I hope he proves me wrong.


----------



## JayTee (Feb 3, 2004)

I'm very scary. OTOH, I love llamas.


----------



## Rollo Tommassi (Feb 5, 2004)

*Scotty behave yourself!*

We'll chain you to the smoothie bike wearing a thong and make you pedal us margaritas!
:blush2:


----------



## Bocephus Jones II (Oct 7, 2004)

Rollo Tommassi said:


> We'll chain you to the smoothie bike wearing a thong and make you pedal us margaritas!
> :blush2:


So there is a women's only forum? Who woulda thunk it? 
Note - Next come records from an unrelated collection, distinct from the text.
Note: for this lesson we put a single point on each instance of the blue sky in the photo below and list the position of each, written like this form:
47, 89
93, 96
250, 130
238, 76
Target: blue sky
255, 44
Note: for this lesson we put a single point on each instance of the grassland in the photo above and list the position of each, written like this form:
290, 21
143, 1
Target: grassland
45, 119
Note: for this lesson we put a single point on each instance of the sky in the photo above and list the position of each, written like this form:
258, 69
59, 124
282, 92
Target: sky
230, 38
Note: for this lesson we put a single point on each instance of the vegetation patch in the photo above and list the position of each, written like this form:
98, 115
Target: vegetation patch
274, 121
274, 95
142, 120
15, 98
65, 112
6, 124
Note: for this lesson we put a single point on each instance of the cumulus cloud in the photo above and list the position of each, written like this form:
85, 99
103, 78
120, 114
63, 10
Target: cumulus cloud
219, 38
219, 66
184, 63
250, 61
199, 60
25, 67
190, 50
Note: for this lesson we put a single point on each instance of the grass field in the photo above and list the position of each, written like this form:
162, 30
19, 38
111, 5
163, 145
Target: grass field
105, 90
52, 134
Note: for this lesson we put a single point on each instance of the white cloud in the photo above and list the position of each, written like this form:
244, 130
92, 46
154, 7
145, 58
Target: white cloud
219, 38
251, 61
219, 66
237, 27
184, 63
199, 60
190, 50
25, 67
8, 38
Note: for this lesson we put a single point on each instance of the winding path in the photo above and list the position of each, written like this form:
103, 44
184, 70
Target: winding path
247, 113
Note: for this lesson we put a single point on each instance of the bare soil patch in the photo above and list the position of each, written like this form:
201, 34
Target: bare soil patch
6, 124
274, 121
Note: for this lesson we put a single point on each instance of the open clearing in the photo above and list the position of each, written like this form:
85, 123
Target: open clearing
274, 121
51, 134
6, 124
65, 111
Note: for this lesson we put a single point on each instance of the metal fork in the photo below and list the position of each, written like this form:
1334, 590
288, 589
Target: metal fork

//Is there some kind of secret handshake you need to get in?


----------



## S2H (Jul 10, 2005)

Bocephus Jones II said:


> //Is there some kind of secret handshake you need to get in?


We're in it, and we don't know no handshake.

S2H is always welcomed by da wimmins.


----------



## JohnHenry (Aug 9, 2006)

So do them wimmins have soemthin' special in there forum...like a hot tub? or wet sauna (not c0de)?


----------



## GirchyGirchy (Feb 12, 2004)

I thought there was a women's forum all along. This tells me:

1) I don't peruse any forums other than Teh Lownge, General, and Retro.

2) I had it mixed up with MTBR.

My apologies. Hope you enjoy it!


----------



## il sogno (Jul 15, 2002)

GirchyGirchy said:


> I thought there was a women's forum all along. This tells me:
> 
> 1) I don't peruse any forums other than Teh Lownge, General, and Retro.
> 
> ...


If you're like me you prolly got it mixed up with Podium Girls.


----------



## estone2 (Sep 25, 2005)

HokieRider said:


> hi scooter. hope you last at least a week in here


5 bucks says he's banned by Friday.

Did you notice that the whole lounge is in here?
-estone2


----------



## uzziefly (Jul 15, 2006)

Finally a women's forum. Nice to know that and meet gals who cycle. Welcome, women of cycling.

What's with the + sign in the forum title?

And, is it ONLY cycling related?

Can us guys post threads to ask for advise?


----------



## il sogno (Jul 15, 2002)

uzziefly said:


> Finally a women's forum. Nice to know that and meet gals who cycle. Welcome, women of cycling.
> 
> What's with the + sign in the forum title?
> 
> ...


Plus means there's lots of extras here. We can "hold the pickles hold the lettuce" or give you extra fries. In other words, cycling as well as non cycling. 

And gentlemen are welcome to post.


----------



## uzziefly (Jul 15, 2006)

Ah, merci ma dame 

So can I get a large fries with some mustard?  (mmmm fries... ok I should stop, I'm getting hungry as heck... It's been ages since I ate fries.... )


----------